What if only a small percentage of the women went to war in each generation. Thus most of the women in each generation would stay at home and be available to have children.
In some countries all the men have to serve a few months or a few years in the military to get military trainng, then they are in the reserves for a period of years and liable to be called up for military service in time of war. And some of those countries get in a lot of big wars and so military service consures of significant percentage of the time the men could have been doing civilian stuff. And other countries with unversal consription fight very few war and very small wars, so the percentage of time their men serve on active duty is small and they have lenty of time for civilian stuff..
And if the second type of country had universal conscription for women instead of men, the miitary trainng woould cut down on the women's chld bearing years a lbit. But so long as there weren't long wars involving large numbers of women, they still should have been able to reproduce enought to maintain and increase the population.
Or think about the UK during most of the period from 1815 to 1914. Military service was almost entirely voluntary in the small regular army. Except for the Crimean War in 1853-56 and the Boer War in 1899-1902, Britain didn't have a military manpower problem, despite fighting one or more colonial wars all the time during that period. At anyone time no more than about 1 percent of the male population of the UK was in the military which numbered only a few hundred thousand at its highest. If the UK soldiers had all been female instead of male, it would not have reduced reproduciton rates much.
In the 19th century, 1800-1900, the USA fourght 8 large wars, The War of 1812 in 1812-15, the Mexican-American War in 1846-48, the Civil War in 1861-65, the Spanish American War in 1898, and the Philippine-American War in 1899-1902.. In those four wars the majority of US troops were United States Volunteers. In the Civil War the number of men in the armed forces reached several percent of the adult male population, though well under ten percent, and the northern civilian farming and industry sectors managed to increase their output during the war.
But the USA was involved with smaller military conflicts in almost every year of the 19th century, on a somewhat smaller scale than the UK. - most of those conflicts with various nations, tribes, and groups of Indians within the US borders, though some with foreign countries like Korea.
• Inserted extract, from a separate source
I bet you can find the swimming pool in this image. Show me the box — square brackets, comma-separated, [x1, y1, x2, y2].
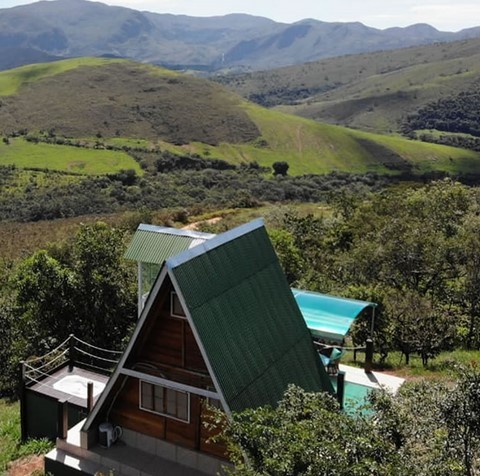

And most of the US armed forces in those conflicts were members of the regular army, the United States Army proper.
Throughout the 19th century the total of all the armies of the United States of America, including the United States Army, the United States Volunteers, and perhaps sometimes including militia called into service, varied from a low of 2,486 in 1803 to a high of 1,000,692 in 1865. During times without major wars, but constant minor conflicts, the regular army of the US that fought those conflicts never exceeded 30,000 men except in 1866 to 1869, and never exceeded 20,000 men except in 1866 to 1899. The regular army reached a maximum 19th century strength of only 57,194 in 1867. With the Navy and Marines, the maximum peacetime strength of all US armed services was only 76,749 in 1866.
http://alternatewars.com/BBOW/Stats/US_Mil_Manpower_1789-1997.htm
So if the United States armed forces had consisted entirely of women and girls instead of men and boys (with a few females disguesed as men) during the19th century it would not have been a significent drain on the availability of women for reproduction.
The idea that all societies everywhere and throughout all time fight so often, and with such a large percentage of their populations as warriors, that a military composed of females would always result in catastrophic lack of reproduction is a a gross exaggeration.